Phase Two: Image retrieval phase:
Step 1: Each input query image is extracted with feature vectors (6);
Step 2: Perform query (7) on Graph-CTree: First, based on Euclidean measure to find the most suitable
leaf node on C-Tree, then, take the set of neighboring nodes with this leaf node on the neighbor graph (8).
The result is a set of similar images and an arrangement of similar images by measure (9);
Step 3: Classify image from similar image dataset based on a k-NN algorithm (10) to create a visual word
vector (11);
Step 4: Automatically create SPARQL query from visual word vector (12) and execute the query on a
framework for ontology (13);
Step 5: The result of the semantic-based image retrieval on this ontology (14) is metadata, URIs (15), set
of similar images, and its semantics (16).

12
5.2. Experiment
5.2.1. Experimental environment
In the experiment, the SBIR_grCT query system is built on the dotNET Framework 4.8 platform, the C #
programming language. The graphs are built on Mathlab 2015. The SBIR_grCT query system is
implemented on computers with Intel (R) CoreTM i7-8750H, 2.70GHz CPU, 8GB RAM, and Windows
10 Professional operating system.
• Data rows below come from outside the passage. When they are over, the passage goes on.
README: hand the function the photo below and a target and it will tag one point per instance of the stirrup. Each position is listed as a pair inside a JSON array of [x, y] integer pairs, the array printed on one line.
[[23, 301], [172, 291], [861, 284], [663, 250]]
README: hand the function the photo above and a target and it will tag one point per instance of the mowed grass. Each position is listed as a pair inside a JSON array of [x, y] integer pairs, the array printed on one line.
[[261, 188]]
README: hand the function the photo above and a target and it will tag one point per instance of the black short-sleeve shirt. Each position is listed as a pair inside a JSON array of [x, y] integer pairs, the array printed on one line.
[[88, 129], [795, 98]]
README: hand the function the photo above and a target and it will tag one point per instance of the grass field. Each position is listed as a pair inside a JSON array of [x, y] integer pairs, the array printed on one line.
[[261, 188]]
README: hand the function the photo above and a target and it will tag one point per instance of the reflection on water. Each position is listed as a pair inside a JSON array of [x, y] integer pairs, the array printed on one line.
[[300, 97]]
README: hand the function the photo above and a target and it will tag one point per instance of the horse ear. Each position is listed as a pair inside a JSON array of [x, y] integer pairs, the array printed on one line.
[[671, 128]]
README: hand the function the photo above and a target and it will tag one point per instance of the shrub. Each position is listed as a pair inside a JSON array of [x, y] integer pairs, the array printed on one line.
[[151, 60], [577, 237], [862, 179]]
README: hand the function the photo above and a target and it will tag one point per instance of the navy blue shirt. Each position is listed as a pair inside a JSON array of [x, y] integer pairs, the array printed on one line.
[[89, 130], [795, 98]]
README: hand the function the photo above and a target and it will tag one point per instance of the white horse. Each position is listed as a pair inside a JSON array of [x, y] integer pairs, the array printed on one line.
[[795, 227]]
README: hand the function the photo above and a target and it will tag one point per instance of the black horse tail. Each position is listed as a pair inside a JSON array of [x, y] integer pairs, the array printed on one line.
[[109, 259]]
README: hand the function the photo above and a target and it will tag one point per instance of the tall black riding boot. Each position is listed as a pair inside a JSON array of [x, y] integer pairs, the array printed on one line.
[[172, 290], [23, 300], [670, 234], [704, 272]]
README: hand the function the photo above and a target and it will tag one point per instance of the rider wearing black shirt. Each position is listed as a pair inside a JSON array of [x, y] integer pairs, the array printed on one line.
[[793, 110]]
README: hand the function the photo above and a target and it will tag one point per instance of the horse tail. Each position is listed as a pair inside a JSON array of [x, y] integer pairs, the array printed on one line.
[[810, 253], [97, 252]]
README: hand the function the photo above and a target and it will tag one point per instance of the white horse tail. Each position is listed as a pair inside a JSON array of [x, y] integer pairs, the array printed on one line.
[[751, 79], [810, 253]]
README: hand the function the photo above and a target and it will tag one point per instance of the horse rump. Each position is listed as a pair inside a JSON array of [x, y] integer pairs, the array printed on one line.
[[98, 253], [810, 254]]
The image datasets used in the experiment are COREL, WANG and
ImageCLEF, Stanford Dogs, as described in Table 1. ImageCLEF is a multi-object image dataset, used to
build the frame ontology for semantic-based image retrieval, and also used for the experiment for content-
based image retrieval (CBIR) on C-Tree and Graph-CTree. In addition, image datasets have single object,
that is only considered the main object in the image, such as COREL, WANG, Staford Dogs are also
experimented to evaluate the accuracy of CBIR on C-Tree and Graph-CTree.
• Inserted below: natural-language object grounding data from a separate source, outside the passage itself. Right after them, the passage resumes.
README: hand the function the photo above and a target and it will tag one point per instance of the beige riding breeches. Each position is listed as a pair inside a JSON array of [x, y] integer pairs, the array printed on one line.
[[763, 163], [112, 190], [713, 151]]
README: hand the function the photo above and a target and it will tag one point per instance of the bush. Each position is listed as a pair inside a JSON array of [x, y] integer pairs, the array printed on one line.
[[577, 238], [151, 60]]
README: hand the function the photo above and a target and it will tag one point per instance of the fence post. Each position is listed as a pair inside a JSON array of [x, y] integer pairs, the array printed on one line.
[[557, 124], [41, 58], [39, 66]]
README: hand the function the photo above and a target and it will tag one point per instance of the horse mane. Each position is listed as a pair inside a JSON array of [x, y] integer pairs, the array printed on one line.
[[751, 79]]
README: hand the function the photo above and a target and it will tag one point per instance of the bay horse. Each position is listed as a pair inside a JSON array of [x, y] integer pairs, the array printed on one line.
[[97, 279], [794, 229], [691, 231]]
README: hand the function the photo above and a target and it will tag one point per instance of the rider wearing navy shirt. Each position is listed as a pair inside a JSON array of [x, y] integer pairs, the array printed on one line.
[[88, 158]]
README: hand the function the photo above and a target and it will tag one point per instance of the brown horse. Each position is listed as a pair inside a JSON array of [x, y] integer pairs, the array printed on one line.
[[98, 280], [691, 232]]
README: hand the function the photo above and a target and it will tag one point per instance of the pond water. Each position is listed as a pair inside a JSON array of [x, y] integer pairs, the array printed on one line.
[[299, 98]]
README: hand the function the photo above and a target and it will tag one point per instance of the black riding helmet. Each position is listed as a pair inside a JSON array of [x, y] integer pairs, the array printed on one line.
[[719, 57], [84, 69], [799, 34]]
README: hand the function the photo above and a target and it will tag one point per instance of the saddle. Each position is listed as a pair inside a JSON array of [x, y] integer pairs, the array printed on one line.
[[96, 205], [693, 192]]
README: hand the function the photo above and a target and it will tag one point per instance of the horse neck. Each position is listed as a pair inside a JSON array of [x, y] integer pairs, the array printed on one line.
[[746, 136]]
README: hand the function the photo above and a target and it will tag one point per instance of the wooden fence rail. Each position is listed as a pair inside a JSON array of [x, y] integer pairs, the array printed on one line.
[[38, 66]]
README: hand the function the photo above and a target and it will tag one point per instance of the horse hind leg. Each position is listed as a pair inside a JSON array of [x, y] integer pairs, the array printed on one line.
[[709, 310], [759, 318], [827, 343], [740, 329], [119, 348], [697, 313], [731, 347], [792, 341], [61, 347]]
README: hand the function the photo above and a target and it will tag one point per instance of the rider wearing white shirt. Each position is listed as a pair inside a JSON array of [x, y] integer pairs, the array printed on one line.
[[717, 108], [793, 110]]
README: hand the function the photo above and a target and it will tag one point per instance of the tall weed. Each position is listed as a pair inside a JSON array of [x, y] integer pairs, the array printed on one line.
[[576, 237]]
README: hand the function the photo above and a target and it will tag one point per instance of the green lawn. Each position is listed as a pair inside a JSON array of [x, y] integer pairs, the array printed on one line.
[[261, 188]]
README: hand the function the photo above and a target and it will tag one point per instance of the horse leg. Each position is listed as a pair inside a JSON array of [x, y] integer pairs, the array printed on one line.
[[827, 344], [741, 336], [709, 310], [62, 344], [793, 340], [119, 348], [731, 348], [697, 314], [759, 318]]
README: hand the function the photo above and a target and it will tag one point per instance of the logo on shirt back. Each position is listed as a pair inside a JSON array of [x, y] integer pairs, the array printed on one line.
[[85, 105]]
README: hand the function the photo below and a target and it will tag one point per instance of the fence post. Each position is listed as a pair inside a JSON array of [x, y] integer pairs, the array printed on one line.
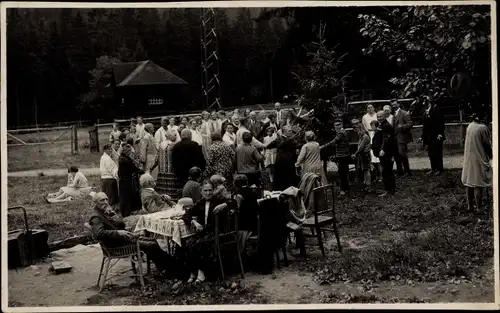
[[75, 138], [72, 143], [462, 132]]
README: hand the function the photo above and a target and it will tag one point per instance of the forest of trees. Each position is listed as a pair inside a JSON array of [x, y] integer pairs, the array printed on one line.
[[51, 53]]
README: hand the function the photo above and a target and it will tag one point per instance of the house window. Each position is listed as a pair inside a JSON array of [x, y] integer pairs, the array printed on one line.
[[155, 101]]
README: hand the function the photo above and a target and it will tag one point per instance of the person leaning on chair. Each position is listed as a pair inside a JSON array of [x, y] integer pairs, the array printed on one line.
[[109, 229], [384, 146], [433, 136], [402, 124]]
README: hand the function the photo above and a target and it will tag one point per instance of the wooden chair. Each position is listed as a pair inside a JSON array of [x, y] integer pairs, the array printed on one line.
[[226, 233], [254, 239], [318, 222], [131, 252]]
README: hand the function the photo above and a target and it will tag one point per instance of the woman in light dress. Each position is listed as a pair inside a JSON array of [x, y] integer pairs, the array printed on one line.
[[230, 136], [205, 131], [115, 133], [270, 153], [167, 182], [368, 121], [309, 159], [477, 172], [195, 132], [370, 116], [77, 187], [147, 148]]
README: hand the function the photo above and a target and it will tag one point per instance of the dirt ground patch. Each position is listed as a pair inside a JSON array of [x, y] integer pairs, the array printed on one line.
[[60, 220], [419, 246]]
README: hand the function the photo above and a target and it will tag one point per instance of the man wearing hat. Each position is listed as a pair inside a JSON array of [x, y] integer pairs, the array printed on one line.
[[109, 229]]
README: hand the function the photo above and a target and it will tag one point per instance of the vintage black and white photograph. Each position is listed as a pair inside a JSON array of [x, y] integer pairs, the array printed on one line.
[[232, 153]]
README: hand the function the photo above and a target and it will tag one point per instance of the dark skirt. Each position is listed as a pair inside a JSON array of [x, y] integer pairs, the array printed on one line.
[[201, 251], [169, 184], [110, 187], [130, 198], [363, 161], [285, 174]]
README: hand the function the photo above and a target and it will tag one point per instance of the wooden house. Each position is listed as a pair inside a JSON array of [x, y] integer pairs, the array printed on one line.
[[145, 88]]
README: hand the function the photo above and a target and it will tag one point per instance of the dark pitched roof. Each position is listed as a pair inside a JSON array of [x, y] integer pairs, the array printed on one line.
[[144, 73]]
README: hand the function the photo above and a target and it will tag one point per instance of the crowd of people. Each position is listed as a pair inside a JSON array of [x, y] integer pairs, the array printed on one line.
[[209, 163]]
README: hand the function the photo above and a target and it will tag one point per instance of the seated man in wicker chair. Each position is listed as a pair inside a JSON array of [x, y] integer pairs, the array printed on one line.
[[152, 201], [109, 229]]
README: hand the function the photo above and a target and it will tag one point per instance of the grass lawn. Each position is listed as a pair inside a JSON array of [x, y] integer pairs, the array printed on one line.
[[61, 220], [56, 155], [420, 246], [422, 235]]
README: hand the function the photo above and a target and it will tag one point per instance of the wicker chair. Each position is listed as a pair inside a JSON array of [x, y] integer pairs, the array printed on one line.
[[323, 216], [226, 233], [131, 252]]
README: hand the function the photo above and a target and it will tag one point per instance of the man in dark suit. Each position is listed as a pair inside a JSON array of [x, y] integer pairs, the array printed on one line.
[[272, 122], [109, 229], [384, 147], [185, 155], [433, 136], [202, 217], [253, 125], [402, 127], [224, 121]]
Table 1. Informations of image datasets


No. Dataset Number of images Number of subjects Size
1 COREL 1.000 10 30,3 MB
2 WANG 10.800 80 62,2 MB
3 ImageCLEF 20.000 276 1,64 GB
4 Stanford Dogs 20.580 120 778 MB
5.2.2. Experimental application
The image retrieval system SBIR_grCT performs two processes: (1) Content-based image retrieval
according to C-Tree and Graph-CTree, (2) semantic-based image retrieval on ontology. For an input
image, firstly, the SBIR_grCT system extracts the feature vectors and searches the content-based image
respectively on C-Tree, Graph-CTree to find a set of similar images. Figure 13 shows the result of finding
a content-based image of the query system SBIR_grCT.

Figure 13. A result of finding the content-based image of the query system SBIR_grCT

Then, from the set of content-based similar images, the query system SBIR_grCT performs image
classification on the C-Tree or Graph-CTree to find the visual word vector. The SPARQL query is
automatically generated from a visual word vector to retrieve a semantic-based image on the ontology.
We will create a UNION or AND query depending on the purpose of the user.
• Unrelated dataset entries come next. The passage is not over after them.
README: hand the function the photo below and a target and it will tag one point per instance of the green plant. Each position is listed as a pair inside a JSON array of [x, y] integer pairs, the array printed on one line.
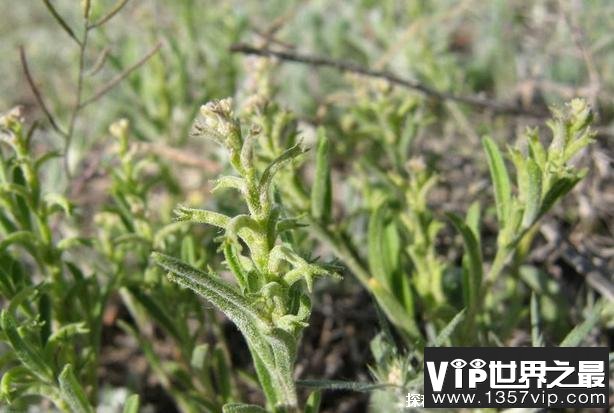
[[270, 302], [49, 319]]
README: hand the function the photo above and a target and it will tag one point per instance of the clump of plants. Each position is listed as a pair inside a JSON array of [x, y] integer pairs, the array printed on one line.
[[270, 300]]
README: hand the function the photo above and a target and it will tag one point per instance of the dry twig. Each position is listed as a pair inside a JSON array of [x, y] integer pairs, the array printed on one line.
[[344, 66]]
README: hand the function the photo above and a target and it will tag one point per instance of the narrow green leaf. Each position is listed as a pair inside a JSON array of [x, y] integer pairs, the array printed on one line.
[[132, 404], [473, 219], [24, 351], [375, 242], [401, 317], [157, 312], [474, 261], [537, 339], [278, 163], [533, 194], [201, 216], [313, 402], [321, 194], [237, 308], [222, 370], [500, 180], [342, 385], [559, 189], [25, 238], [242, 408], [72, 392], [447, 331], [63, 334], [582, 330], [200, 354]]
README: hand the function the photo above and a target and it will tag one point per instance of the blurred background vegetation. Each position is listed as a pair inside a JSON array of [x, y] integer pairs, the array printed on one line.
[[123, 185]]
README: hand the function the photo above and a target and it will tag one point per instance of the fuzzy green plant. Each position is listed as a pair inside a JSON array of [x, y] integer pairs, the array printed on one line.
[[270, 300], [39, 322]]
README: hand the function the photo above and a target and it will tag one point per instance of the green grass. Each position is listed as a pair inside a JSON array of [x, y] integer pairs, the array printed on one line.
[[127, 143]]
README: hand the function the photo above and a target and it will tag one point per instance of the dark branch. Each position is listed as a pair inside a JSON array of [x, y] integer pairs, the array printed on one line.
[[37, 94], [121, 76], [345, 66]]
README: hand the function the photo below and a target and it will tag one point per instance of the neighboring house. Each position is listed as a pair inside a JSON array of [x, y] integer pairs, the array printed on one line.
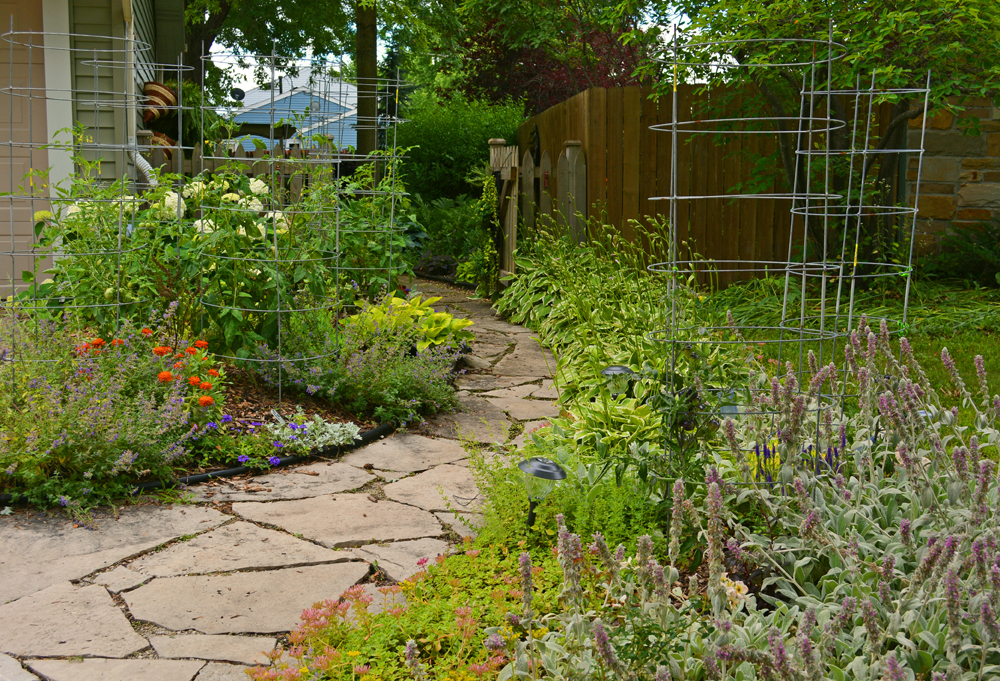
[[296, 109], [55, 88]]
Figure 14. A result of the semantic-based image retrieval of the query system SBIR_grCT

13
The query result on the framework for ontology is a set of semantically similar images, including a list of
similar image datasets, which are queried on the ontology by WWW or the name of the image on the
server. Figure 14 is a result of the semantic-based image retrieval and classification on the query system
SBIR_grCT on ontology. Each image in the set of similar images will be semantically described with the
meta-data for the caption of the image, URIs of the image. At the same time, the classes got in
classification process of similar image dataset is mapped to the synonym dictionary of ontology to extract
general concepts, equivalent keyword, the image representing of the classes and its meta-data. Figure 15
is an example of the concept of class in the dictionary on ontology.

Figure 15. The semantic concepts for class

5.2.3. Experimental results and evaluation


In the paper, the proposal has been built according to the SBIR_grCT system. Building improved C-Tree,
with proposed node splitting improvement, helps training times faster than a C-Tree which was built
previously. Table 2 shows a comparison of training time for the image datasets on C-Tree and improved
C-Tree. The results in Table 2 show the effectiveness of improving C-Tree in node separation.
The paper uses factors such as precision, recall and F-measure, and query time (milliseconds) to evaluate
the efficiency of retrieval images. Based on the available performance values, the average query time, and
performance values for Corel, Wang, ImageCLEF và StanfordDogs on improved C-Tree and Graph-
CTree are presented in Table 3, Table 4, Table 5, and Table 6.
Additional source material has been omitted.